I wouldn't participate, but I wouldn't be opposed to it being here either.


----------



## Autumn (Jun 25, 2008)

I'd participate (I didn't play that much last time after it was revived, but I'd probably play this time too -- and I can help out if need be).


----------



## Scizor (Jun 25, 2008)

Didn't actually participate last time, but then again I was extremely busy so I guess now's a good time to brush up some of my TCG skills eh? :D


----------



## nastypass (Jun 25, 2008)

I might get into it if half the links don't go to dead Pokebeach pages this time.  :D


----------



## surskitty (Jun 25, 2008)

Walker said:


> I might get into it if half the links don't go to dead Pokebeach pages this time.  :D


If it gets revived, I'm almost certainly going to completely remake it so.  Presumably it wouldn't end up linking to Pokebeach much at all~


----------



## nyuu (Jun 25, 2008)

I'd love it to be back, and if revived I would like to help run it, this is one of the things that I care about~


----------



## Espeon (Jun 25, 2008)

I'd like for it to be back. I'd enjoy helping out and stuff, especially as surskitty, NWT and I all talk to each other somewhat.


----------



## ZimD (Jun 25, 2008)

I wouldn't participate in it in any way, but I'm fine with it being here.
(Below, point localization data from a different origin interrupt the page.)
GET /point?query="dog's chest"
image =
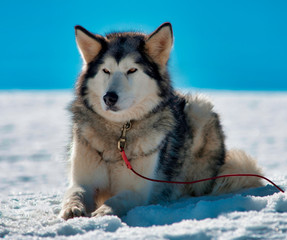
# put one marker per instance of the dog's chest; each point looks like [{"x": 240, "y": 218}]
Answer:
[{"x": 142, "y": 149}]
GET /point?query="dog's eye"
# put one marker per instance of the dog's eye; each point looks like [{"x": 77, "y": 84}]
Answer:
[
  {"x": 132, "y": 70},
  {"x": 106, "y": 71}
]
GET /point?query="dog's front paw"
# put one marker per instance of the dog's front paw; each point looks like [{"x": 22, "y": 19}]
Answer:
[
  {"x": 69, "y": 211},
  {"x": 104, "y": 210}
]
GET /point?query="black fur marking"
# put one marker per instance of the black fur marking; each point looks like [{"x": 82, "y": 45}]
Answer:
[{"x": 170, "y": 162}]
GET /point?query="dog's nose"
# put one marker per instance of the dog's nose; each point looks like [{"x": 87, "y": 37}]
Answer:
[{"x": 110, "y": 99}]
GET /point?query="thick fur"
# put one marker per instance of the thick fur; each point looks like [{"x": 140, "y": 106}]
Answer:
[{"x": 173, "y": 137}]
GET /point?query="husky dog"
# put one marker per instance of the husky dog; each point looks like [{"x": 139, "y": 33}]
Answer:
[{"x": 124, "y": 93}]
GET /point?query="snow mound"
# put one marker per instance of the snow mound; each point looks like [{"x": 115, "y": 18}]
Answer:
[{"x": 34, "y": 130}]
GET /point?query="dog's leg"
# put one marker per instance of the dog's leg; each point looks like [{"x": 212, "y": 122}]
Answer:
[
  {"x": 76, "y": 203},
  {"x": 237, "y": 161},
  {"x": 87, "y": 174},
  {"x": 120, "y": 204}
]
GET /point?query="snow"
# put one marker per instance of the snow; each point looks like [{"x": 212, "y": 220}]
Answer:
[{"x": 34, "y": 133}]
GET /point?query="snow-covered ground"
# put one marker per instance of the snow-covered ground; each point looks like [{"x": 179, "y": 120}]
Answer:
[{"x": 34, "y": 131}]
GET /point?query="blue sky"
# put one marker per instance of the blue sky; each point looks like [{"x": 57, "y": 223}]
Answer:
[{"x": 237, "y": 45}]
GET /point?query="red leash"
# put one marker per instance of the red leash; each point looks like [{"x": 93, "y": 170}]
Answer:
[{"x": 129, "y": 166}]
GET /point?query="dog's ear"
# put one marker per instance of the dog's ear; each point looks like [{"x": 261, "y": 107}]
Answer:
[
  {"x": 89, "y": 44},
  {"x": 159, "y": 43}
]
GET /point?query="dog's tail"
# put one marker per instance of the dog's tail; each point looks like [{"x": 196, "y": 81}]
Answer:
[{"x": 237, "y": 161}]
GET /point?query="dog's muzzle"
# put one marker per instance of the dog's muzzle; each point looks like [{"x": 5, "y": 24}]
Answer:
[{"x": 111, "y": 99}]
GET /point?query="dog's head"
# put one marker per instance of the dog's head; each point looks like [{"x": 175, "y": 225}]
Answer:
[{"x": 124, "y": 75}]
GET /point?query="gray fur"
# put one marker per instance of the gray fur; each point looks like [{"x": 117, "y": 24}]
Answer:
[{"x": 179, "y": 139}]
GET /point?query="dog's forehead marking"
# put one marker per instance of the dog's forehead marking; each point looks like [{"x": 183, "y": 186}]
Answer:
[
  {"x": 124, "y": 64},
  {"x": 122, "y": 46}
]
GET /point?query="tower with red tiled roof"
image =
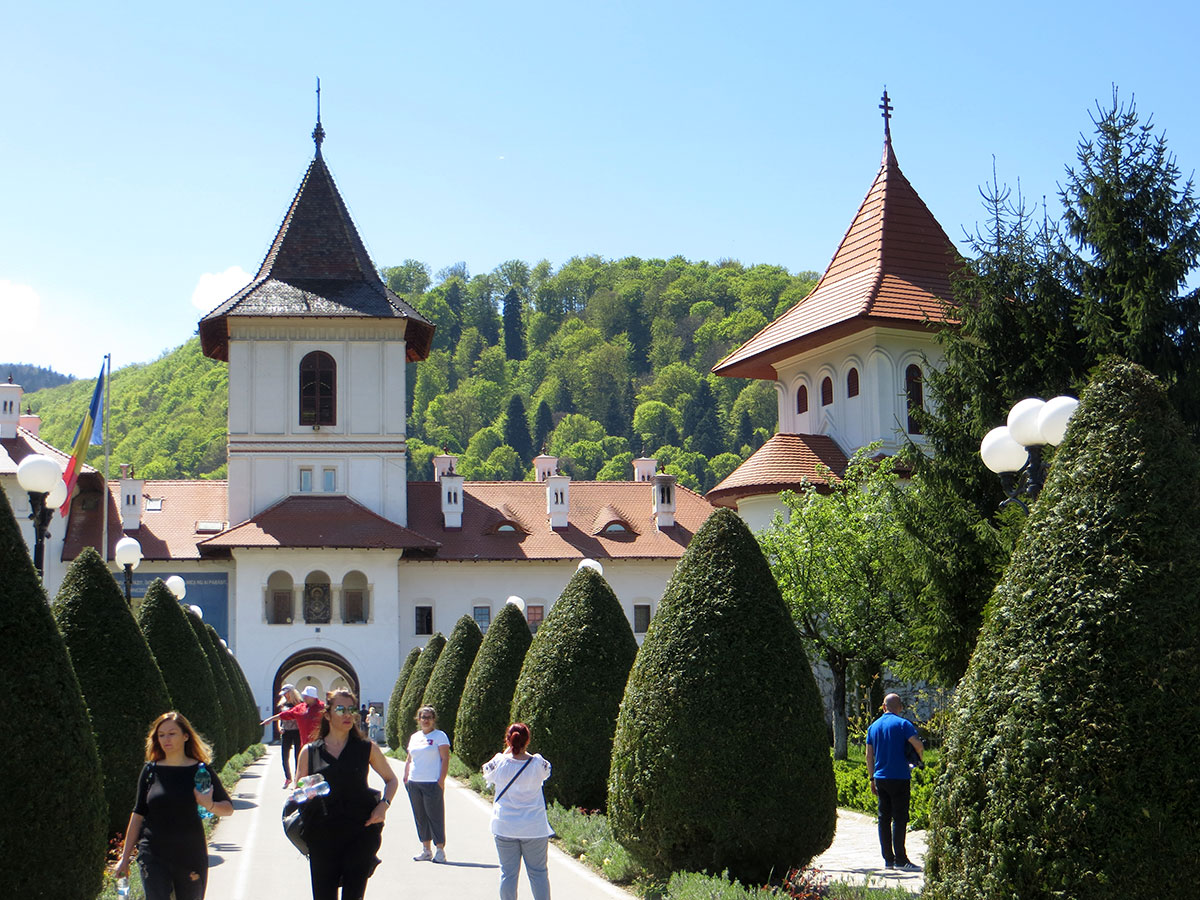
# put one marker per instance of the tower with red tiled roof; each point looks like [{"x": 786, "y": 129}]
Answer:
[{"x": 849, "y": 360}]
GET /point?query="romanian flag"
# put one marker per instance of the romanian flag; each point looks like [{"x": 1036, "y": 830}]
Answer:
[{"x": 90, "y": 432}]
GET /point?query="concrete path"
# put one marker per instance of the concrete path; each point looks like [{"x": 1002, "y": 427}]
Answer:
[{"x": 251, "y": 859}]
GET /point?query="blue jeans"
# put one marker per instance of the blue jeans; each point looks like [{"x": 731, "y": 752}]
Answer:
[{"x": 511, "y": 851}]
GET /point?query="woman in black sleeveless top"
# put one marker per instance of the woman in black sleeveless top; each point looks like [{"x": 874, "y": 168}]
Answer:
[{"x": 343, "y": 828}]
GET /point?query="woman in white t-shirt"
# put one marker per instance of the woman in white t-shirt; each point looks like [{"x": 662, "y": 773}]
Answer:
[
  {"x": 519, "y": 814},
  {"x": 425, "y": 779}
]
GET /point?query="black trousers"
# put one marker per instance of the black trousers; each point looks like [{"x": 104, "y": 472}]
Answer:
[
  {"x": 289, "y": 739},
  {"x": 894, "y": 793}
]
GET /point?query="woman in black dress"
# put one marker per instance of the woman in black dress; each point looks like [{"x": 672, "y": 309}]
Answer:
[
  {"x": 166, "y": 823},
  {"x": 343, "y": 828}
]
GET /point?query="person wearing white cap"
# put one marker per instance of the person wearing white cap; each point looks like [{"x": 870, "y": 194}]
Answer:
[{"x": 306, "y": 715}]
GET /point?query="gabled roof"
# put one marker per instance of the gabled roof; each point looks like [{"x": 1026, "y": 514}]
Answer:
[
  {"x": 785, "y": 462},
  {"x": 317, "y": 267},
  {"x": 892, "y": 268}
]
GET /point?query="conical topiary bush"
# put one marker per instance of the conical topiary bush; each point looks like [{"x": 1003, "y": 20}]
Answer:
[
  {"x": 721, "y": 759},
  {"x": 1071, "y": 754},
  {"x": 111, "y": 657},
  {"x": 449, "y": 676},
  {"x": 570, "y": 688},
  {"x": 487, "y": 694},
  {"x": 53, "y": 831},
  {"x": 184, "y": 666},
  {"x": 391, "y": 720},
  {"x": 414, "y": 691}
]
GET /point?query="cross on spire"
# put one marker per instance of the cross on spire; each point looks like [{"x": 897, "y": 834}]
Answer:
[{"x": 318, "y": 133}]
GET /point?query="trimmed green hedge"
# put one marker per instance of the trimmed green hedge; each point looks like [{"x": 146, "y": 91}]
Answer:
[
  {"x": 570, "y": 688},
  {"x": 119, "y": 678},
  {"x": 1071, "y": 755},
  {"x": 53, "y": 829},
  {"x": 444, "y": 690},
  {"x": 487, "y": 695},
  {"x": 391, "y": 720},
  {"x": 414, "y": 691},
  {"x": 721, "y": 759}
]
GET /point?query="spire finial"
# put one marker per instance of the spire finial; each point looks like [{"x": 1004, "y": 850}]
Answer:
[
  {"x": 318, "y": 133},
  {"x": 886, "y": 106}
]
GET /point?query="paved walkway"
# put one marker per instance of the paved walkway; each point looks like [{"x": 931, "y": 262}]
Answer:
[{"x": 251, "y": 859}]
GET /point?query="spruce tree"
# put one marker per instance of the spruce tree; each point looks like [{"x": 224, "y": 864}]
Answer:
[
  {"x": 184, "y": 666},
  {"x": 111, "y": 655},
  {"x": 721, "y": 666},
  {"x": 444, "y": 690},
  {"x": 1091, "y": 651},
  {"x": 487, "y": 694},
  {"x": 53, "y": 831},
  {"x": 391, "y": 721},
  {"x": 570, "y": 688},
  {"x": 414, "y": 691}
]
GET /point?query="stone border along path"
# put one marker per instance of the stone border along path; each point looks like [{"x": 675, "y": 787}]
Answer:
[{"x": 251, "y": 859}]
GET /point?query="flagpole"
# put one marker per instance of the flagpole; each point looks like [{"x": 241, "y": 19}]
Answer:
[{"x": 103, "y": 504}]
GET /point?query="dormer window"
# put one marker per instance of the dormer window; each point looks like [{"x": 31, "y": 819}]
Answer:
[{"x": 318, "y": 385}]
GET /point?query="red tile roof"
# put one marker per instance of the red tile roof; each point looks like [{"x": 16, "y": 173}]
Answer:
[
  {"x": 785, "y": 462},
  {"x": 893, "y": 268},
  {"x": 317, "y": 265}
]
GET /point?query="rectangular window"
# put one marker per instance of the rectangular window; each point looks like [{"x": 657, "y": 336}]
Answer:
[{"x": 354, "y": 606}]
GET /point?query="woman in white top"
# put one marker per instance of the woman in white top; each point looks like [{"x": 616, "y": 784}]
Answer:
[
  {"x": 425, "y": 779},
  {"x": 519, "y": 814}
]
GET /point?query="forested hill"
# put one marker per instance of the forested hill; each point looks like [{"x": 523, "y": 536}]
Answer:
[{"x": 598, "y": 363}]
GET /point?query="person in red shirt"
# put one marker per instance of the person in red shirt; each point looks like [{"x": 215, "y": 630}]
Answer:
[{"x": 306, "y": 715}]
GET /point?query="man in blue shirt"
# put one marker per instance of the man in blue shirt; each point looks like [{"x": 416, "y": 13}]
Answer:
[{"x": 891, "y": 779}]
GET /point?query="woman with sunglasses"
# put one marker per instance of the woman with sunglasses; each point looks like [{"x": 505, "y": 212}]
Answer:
[
  {"x": 343, "y": 828},
  {"x": 425, "y": 778},
  {"x": 166, "y": 827}
]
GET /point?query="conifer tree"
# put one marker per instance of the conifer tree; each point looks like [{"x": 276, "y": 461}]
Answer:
[
  {"x": 414, "y": 691},
  {"x": 721, "y": 661},
  {"x": 444, "y": 690},
  {"x": 54, "y": 821},
  {"x": 119, "y": 678},
  {"x": 391, "y": 721},
  {"x": 184, "y": 666},
  {"x": 1091, "y": 649},
  {"x": 570, "y": 688},
  {"x": 487, "y": 694}
]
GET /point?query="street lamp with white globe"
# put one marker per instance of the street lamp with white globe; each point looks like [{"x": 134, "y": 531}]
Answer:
[
  {"x": 1014, "y": 450},
  {"x": 41, "y": 478},
  {"x": 129, "y": 556}
]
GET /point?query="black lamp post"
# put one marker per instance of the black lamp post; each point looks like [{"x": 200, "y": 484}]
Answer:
[{"x": 42, "y": 479}]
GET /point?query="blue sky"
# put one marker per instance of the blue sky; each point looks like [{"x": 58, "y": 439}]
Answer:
[{"x": 149, "y": 151}]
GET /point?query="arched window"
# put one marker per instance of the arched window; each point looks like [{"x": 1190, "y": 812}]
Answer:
[
  {"x": 318, "y": 389},
  {"x": 915, "y": 395}
]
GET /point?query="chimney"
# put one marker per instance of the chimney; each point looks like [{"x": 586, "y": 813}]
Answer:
[
  {"x": 558, "y": 499},
  {"x": 663, "y": 503},
  {"x": 451, "y": 499},
  {"x": 544, "y": 466},
  {"x": 645, "y": 468},
  {"x": 444, "y": 463},
  {"x": 10, "y": 409},
  {"x": 131, "y": 498}
]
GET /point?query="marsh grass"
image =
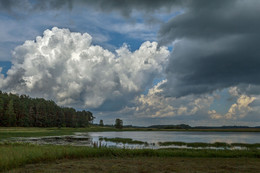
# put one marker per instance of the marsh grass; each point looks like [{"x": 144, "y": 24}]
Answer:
[
  {"x": 15, "y": 155},
  {"x": 216, "y": 144},
  {"x": 123, "y": 140},
  {"x": 8, "y": 132}
]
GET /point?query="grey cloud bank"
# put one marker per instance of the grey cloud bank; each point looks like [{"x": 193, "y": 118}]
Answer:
[{"x": 217, "y": 46}]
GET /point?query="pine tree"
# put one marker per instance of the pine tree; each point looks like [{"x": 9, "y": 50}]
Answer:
[
  {"x": 10, "y": 114},
  {"x": 1, "y": 112}
]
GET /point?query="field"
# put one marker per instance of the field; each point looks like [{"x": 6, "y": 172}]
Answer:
[
  {"x": 7, "y": 132},
  {"x": 146, "y": 165},
  {"x": 53, "y": 158}
]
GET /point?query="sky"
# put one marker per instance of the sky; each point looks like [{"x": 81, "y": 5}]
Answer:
[{"x": 143, "y": 61}]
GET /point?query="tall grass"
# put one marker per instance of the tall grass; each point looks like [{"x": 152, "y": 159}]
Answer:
[
  {"x": 14, "y": 155},
  {"x": 123, "y": 140},
  {"x": 216, "y": 144}
]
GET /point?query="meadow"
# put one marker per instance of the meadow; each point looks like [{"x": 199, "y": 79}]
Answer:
[{"x": 48, "y": 158}]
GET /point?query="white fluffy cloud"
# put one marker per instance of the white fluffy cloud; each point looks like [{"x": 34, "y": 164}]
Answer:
[{"x": 66, "y": 67}]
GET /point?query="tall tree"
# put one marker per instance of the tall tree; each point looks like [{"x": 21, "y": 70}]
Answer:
[
  {"x": 1, "y": 112},
  {"x": 10, "y": 114}
]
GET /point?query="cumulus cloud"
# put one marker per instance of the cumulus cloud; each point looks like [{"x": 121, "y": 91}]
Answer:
[
  {"x": 237, "y": 110},
  {"x": 155, "y": 104},
  {"x": 66, "y": 67},
  {"x": 217, "y": 47}
]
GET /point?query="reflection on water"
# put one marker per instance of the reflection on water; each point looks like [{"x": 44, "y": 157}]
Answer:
[{"x": 151, "y": 137}]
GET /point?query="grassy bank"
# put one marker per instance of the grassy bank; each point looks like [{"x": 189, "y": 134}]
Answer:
[
  {"x": 7, "y": 132},
  {"x": 216, "y": 144},
  {"x": 123, "y": 140},
  {"x": 146, "y": 165},
  {"x": 17, "y": 155}
]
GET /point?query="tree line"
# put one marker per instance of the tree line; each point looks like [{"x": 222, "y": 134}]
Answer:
[{"x": 23, "y": 111}]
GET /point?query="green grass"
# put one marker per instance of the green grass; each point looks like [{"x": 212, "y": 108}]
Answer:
[
  {"x": 123, "y": 140},
  {"x": 8, "y": 132},
  {"x": 216, "y": 144},
  {"x": 14, "y": 155}
]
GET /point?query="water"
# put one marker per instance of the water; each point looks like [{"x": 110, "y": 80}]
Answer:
[
  {"x": 163, "y": 136},
  {"x": 151, "y": 137}
]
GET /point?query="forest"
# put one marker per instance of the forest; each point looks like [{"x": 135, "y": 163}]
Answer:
[{"x": 23, "y": 111}]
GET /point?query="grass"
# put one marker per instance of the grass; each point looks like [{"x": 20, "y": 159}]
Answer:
[
  {"x": 216, "y": 144},
  {"x": 7, "y": 132},
  {"x": 15, "y": 155},
  {"x": 146, "y": 165},
  {"x": 123, "y": 140}
]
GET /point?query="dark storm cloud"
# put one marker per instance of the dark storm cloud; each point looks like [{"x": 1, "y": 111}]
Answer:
[{"x": 217, "y": 47}]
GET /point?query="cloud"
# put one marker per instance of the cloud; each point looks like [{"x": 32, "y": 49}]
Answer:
[
  {"x": 155, "y": 104},
  {"x": 66, "y": 67},
  {"x": 238, "y": 110},
  {"x": 123, "y": 7},
  {"x": 216, "y": 48}
]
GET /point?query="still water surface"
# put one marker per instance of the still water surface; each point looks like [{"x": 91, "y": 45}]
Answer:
[{"x": 151, "y": 137}]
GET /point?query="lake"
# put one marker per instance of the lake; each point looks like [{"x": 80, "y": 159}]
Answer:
[{"x": 151, "y": 137}]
I don't really care either way.


----------



## Lorem Ipsum (Jun 25, 2008)

I don't know what it is exactly, but if somebody could explain it to me, then I might enjoy it.


----------



## nyuu (Jun 25, 2008)

Pokemon trading card game, played using a modified Magic: The Gathering program. - rules on how you get cards, game/trade logs, things like that


----------



## Lorem Ipsum (Jun 25, 2008)

So effectively the TCG online? Sounds pretty cool, I'd sign up.


----------



## S. E. (Jun 25, 2008)

I think having it back would be nice. I'd join.


----------



## Minnow (Jun 26, 2008)

I'd definitely like to see it return. I'd certainly participate and possibly could help out.


----------



## Adriane (Jun 28, 2008)

Sure, I'd help.


----------



## surskitty (Jun 28, 2008)

But you quit last time :'[ and anyway if it came back it would probably be run differently in a way that would be easier to maintain


----------



## Adriane (Jun 28, 2008)

Yeah, but like, I dunno.

I'd be willing to at least get it back going.


----------



## Dewgong (Jun 29, 2008)

I actually kind of miss it. 

I haven't seen it in such a long time, I think it would good for it to be back.

I'm up for helping as well, if anybody needs help. :3


----------



## Deretto (Jul 4, 2008)

I wouldn't mind helping out again. Pokebeach's pokemon mod of apprentice is gone. Although they still have their redshark program. Course there's always LackeyCCG.


----------